No results

    Collibra Data Dictionary integration

    One of the primary challenges severely constraining organizations is to make business sense of technical data structures in applications and databases.  This complicates the ability of organizations to identify critical data elements and bring them under governance.  


    The integration of data modeling with governance tools and processes enables solving this problem at the source, i.e. where data structures are designed to create schemas and their technical metadata.  


    Note: You may wish to view the how-to video on this subject.


    Collibra is one of the leaders in the space of data governance and metadata management solutions.  Metadata management is a core aspect of an organization’s ability to manage its data and information assets. The term “metadata” describes the various facets of an information asset that can improve its usability throughout its life cycle.

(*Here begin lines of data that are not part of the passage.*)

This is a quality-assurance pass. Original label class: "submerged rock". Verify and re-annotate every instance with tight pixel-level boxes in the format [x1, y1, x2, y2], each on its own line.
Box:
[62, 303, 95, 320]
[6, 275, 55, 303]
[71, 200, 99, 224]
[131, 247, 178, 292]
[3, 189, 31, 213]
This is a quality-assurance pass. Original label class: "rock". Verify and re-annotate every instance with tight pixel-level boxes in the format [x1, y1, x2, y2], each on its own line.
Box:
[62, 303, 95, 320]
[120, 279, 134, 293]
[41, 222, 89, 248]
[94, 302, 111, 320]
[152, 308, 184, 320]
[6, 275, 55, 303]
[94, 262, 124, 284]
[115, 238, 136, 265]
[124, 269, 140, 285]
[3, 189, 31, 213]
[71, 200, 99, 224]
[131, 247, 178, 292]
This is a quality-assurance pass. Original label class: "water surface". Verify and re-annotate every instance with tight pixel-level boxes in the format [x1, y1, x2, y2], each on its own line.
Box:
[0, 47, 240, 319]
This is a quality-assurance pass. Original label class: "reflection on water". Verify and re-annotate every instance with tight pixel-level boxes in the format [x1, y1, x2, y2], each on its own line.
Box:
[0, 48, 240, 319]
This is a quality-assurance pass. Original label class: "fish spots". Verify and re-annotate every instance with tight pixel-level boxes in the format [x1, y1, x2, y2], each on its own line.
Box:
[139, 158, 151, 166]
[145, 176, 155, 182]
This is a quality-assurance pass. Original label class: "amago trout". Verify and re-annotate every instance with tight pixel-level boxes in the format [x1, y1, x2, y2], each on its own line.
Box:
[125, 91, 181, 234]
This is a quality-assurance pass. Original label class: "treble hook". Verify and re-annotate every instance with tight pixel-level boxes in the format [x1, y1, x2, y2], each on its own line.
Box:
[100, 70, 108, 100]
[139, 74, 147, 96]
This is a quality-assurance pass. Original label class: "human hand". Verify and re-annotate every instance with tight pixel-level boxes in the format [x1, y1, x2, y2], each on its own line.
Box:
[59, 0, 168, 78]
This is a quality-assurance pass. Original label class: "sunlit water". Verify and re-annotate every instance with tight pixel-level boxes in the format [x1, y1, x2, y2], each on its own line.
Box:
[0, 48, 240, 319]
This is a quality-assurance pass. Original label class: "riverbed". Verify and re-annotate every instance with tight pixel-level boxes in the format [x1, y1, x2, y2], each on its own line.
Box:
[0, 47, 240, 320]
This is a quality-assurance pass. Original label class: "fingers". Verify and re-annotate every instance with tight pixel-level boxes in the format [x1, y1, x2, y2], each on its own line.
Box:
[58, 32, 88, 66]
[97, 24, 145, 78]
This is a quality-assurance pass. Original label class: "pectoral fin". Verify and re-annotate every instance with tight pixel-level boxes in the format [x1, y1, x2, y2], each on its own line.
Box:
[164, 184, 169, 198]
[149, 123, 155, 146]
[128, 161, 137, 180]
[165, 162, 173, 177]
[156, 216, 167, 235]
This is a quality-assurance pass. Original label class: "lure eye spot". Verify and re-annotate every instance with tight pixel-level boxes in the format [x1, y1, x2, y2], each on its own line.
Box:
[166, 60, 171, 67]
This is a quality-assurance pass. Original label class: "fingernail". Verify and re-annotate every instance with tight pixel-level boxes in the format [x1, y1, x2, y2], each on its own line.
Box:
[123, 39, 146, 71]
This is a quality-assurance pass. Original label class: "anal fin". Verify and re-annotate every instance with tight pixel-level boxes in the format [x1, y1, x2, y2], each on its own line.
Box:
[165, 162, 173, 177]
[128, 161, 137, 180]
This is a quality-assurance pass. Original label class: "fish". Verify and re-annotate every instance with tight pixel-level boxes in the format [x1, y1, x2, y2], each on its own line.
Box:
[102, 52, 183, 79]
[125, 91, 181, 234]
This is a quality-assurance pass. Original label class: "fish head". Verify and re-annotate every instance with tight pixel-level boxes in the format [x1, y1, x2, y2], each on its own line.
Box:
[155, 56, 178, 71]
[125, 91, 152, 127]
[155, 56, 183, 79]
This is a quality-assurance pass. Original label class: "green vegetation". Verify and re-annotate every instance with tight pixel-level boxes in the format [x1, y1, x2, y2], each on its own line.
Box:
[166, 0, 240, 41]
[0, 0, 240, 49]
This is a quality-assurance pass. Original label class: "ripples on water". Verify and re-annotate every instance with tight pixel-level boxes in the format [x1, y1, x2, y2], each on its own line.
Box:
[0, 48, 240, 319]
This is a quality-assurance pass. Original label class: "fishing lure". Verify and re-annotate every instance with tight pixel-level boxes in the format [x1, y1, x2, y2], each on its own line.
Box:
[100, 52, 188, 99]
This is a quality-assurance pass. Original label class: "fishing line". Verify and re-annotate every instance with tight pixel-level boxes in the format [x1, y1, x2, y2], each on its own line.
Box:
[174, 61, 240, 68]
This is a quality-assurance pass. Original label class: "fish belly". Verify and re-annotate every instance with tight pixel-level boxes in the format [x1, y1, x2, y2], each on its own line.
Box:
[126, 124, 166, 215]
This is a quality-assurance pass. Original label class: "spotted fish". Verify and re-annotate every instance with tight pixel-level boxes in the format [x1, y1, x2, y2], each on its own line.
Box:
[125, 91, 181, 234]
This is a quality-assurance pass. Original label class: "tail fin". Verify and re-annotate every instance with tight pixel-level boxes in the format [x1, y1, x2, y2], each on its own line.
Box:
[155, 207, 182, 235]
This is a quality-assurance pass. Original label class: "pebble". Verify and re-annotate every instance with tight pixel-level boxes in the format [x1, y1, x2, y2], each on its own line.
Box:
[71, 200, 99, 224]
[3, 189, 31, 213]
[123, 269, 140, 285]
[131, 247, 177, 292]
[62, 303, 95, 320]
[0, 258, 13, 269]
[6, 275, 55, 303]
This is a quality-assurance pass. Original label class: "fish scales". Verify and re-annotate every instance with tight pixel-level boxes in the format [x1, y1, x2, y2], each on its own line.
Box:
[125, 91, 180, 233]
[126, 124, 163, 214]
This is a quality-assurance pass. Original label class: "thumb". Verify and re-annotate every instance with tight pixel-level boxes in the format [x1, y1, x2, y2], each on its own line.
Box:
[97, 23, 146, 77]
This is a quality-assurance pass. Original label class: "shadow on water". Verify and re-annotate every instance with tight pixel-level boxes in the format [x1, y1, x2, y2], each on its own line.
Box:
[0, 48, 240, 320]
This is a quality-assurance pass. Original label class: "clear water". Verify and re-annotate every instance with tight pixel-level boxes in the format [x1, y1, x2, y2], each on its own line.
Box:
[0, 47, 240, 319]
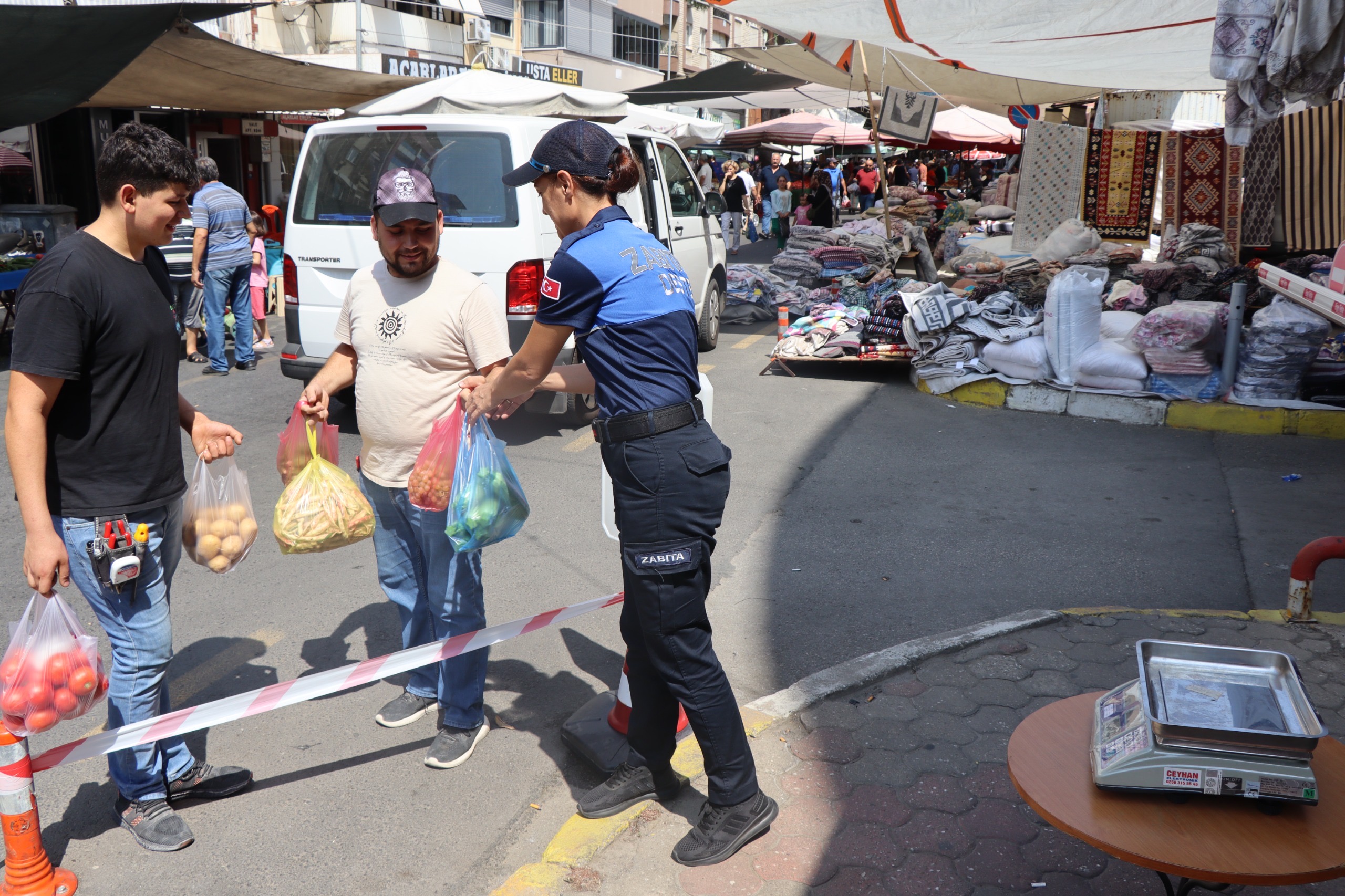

Metadata is used as a reference for business-oriented and technical projects, and lays the foundations for describing, inventorying and understanding data for multiple use cases.

    Hackolade has partnered with Collibra to provide an officially supported integration with Collibra's Data Dictionary, using its Core, Import, and output module APIs.  With this integration, users can easily publish into Collibra domains, and keep synchronized, their Hackolade data models for any of the many targets supported by Hackolade.  Even the schema definitions of REST APIs documented in Swagger or OpenAPI.

    The process automatically:

    • checks the configuration in Collibra
    • creates the necessary custom scopes, attributeTypes and assignments to support the granularity of Hackolade features
    • then creates and keeps in sync assets for schemas, tables, views, columns, models, entities, attributes, and foreign key relationships.

    The integration specifically handles complex data types, hierarchical structures, and polymorphism found in modern databases, JSON, Avro, Parquet, ProtoBuf, etc...  Custom properties defined for a plugin are also published as custom attributeTypes in Collibra.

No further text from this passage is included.